Dies wird die Mutter aller Schlachten sein, weil es das Forum von Madrid so angekündigt hat, das versprach, alle bevorstehenden Wahlprozesse in Lateinamerika zu gewinnen, und weil es für die Honduraner eine abrupte Rückkehr in die tragische Vergangenheit bedeuten würde. Und natürlich ebenfalls eine bedeutende geopolitische Veränderung für die gesamte Region.
* Ricardo Salgado ist Mathematiker, Sozialforscher und Schriftsteller, Minister für Strategische Planung
- 1. Die CIA steht hier offenbar als Chiffre für eine US-amerikanische Interventionsstrategie und nicht wörtlich für die US-Geheimdienstbehörde.

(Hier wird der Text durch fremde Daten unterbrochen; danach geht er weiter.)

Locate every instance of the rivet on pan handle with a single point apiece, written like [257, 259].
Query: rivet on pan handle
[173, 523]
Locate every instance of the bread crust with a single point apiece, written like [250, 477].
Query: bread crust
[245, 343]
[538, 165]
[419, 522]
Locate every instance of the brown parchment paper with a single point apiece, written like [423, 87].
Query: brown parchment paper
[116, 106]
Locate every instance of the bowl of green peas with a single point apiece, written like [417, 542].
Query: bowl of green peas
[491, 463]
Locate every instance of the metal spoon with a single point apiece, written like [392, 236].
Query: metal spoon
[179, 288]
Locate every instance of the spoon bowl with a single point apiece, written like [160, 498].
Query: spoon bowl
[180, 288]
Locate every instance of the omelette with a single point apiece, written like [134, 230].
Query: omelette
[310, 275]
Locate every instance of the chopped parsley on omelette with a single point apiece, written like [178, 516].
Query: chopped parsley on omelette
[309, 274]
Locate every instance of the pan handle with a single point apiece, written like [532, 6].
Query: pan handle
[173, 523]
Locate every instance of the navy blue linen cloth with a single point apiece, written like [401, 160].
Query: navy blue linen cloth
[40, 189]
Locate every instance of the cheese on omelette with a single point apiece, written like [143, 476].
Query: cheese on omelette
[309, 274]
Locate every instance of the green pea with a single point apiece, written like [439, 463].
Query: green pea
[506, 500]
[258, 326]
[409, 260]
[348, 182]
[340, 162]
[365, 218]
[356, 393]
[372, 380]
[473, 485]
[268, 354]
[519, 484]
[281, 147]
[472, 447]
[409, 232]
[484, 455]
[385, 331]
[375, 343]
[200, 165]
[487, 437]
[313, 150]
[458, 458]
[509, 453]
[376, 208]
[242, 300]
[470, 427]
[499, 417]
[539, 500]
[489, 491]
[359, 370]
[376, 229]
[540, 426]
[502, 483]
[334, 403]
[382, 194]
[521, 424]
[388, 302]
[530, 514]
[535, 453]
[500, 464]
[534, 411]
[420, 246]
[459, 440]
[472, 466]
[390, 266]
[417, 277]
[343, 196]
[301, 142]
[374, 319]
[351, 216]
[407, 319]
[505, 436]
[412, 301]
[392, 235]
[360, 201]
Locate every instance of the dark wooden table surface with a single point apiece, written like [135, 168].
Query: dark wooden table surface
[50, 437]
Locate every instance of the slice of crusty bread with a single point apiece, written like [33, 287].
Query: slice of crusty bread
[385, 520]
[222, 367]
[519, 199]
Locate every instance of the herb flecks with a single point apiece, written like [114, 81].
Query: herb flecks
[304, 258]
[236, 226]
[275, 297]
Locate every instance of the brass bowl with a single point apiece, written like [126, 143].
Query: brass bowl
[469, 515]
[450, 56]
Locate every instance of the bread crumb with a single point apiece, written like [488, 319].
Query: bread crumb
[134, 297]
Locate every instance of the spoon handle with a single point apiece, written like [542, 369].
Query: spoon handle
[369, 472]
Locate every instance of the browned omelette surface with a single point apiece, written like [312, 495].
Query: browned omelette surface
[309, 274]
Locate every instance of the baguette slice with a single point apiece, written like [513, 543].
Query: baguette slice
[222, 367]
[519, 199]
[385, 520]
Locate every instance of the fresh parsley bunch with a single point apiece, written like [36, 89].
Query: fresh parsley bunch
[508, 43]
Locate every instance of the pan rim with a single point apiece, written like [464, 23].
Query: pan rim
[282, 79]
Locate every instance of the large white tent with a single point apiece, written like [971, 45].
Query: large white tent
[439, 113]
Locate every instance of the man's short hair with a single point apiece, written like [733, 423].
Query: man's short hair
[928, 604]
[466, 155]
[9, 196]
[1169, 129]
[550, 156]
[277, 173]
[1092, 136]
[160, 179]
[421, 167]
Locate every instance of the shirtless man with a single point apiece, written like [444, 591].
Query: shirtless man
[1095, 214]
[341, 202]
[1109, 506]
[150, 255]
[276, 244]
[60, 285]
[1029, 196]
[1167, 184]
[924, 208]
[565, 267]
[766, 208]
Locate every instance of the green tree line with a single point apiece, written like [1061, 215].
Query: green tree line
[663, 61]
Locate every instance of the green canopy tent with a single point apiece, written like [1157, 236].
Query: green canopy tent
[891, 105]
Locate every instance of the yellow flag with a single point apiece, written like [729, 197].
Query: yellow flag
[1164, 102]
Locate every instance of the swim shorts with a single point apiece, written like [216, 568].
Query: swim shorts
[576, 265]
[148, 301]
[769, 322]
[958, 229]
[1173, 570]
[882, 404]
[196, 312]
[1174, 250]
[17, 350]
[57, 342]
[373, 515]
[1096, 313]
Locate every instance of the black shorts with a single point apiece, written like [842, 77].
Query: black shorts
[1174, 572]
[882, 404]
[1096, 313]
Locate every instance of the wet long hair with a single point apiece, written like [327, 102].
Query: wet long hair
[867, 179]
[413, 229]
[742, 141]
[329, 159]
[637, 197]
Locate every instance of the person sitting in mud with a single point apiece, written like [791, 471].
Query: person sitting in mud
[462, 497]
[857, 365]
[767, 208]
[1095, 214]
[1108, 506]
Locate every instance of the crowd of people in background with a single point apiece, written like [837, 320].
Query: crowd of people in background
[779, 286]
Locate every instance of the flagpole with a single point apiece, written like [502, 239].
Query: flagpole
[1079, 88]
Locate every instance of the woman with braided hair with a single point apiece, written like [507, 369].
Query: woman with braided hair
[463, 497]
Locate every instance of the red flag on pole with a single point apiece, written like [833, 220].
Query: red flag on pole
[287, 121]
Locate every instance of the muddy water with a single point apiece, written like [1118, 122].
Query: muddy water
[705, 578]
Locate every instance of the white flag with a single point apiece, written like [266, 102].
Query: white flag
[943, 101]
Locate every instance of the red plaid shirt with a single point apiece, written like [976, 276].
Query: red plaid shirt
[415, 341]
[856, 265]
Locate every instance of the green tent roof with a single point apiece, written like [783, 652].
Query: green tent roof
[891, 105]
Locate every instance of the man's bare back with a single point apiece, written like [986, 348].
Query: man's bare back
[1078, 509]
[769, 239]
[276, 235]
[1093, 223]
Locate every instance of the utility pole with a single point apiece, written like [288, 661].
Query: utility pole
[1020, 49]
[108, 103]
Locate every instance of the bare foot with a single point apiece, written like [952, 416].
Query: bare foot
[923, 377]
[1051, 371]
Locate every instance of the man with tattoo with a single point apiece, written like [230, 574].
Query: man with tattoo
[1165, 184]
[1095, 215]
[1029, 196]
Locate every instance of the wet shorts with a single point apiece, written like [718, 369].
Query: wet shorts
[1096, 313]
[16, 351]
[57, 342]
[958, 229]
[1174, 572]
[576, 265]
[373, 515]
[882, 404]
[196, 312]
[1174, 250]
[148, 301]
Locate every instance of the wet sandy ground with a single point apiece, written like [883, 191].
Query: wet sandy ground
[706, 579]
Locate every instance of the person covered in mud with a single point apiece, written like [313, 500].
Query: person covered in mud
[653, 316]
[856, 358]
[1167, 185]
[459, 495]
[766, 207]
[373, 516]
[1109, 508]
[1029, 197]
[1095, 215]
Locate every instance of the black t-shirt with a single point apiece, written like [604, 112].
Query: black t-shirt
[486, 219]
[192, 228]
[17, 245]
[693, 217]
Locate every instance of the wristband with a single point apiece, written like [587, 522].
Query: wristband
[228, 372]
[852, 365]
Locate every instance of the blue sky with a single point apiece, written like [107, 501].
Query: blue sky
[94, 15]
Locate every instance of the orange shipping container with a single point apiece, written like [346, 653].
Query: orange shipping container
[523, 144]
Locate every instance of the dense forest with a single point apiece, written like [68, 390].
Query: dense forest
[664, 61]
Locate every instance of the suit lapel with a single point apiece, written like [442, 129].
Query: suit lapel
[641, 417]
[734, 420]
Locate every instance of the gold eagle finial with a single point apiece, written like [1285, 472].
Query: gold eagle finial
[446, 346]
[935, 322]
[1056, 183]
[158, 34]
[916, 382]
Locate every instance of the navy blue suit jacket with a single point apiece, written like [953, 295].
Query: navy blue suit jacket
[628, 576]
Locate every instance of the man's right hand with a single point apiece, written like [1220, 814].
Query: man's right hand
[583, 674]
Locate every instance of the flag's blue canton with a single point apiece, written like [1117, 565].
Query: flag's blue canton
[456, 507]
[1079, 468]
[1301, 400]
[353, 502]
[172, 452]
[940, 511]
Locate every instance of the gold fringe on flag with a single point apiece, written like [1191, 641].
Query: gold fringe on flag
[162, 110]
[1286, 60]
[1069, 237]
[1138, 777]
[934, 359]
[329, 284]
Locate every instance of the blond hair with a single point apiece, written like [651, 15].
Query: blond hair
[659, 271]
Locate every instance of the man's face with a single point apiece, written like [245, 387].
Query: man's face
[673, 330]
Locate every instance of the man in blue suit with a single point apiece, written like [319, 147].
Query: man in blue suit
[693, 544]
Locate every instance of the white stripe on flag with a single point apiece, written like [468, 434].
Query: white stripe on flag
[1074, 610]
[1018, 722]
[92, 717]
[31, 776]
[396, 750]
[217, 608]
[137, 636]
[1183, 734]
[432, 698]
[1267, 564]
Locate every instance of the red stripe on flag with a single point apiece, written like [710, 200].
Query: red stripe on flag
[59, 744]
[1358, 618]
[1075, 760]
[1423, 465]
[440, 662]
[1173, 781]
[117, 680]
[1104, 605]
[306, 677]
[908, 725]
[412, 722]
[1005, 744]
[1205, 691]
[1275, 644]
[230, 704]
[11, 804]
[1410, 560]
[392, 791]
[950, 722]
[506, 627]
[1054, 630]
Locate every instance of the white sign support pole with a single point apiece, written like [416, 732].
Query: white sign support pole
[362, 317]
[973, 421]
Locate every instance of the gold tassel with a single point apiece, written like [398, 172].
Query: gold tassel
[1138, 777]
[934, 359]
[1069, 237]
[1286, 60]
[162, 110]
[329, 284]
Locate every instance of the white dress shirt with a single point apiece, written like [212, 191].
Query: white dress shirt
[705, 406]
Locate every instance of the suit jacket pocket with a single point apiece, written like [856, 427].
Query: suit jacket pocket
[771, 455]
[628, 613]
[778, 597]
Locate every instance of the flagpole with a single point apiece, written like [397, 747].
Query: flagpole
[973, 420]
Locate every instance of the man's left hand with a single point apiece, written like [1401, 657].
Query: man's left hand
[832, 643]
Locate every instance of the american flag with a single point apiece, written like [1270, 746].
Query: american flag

Die Nennung bezieht sich auf historische Muster der US-Einmischung in den achtziger Jahren, als die CIA Honduras als Basis für die Ausbildung und Unterstützung der antisandinistischen Contra-Armee nutzte, sowie auf die Rolle der USA bei der Legitimierung des Putschs von 2009 gegen die linke Regierung von Manuel Zelaya. In der Folge förderten Programme wie USAID zivilgesellschaftliche Akteur:innen, die den nach dem Putsch etablierten Machtstrukturen nahestanden und mit dem politischen und wirtschaftlichen Status quo kompatibel waren. A. d. Ü.
1 (zas) Salazar ist eine trumpistische US-Parlamentarierin aus Florida.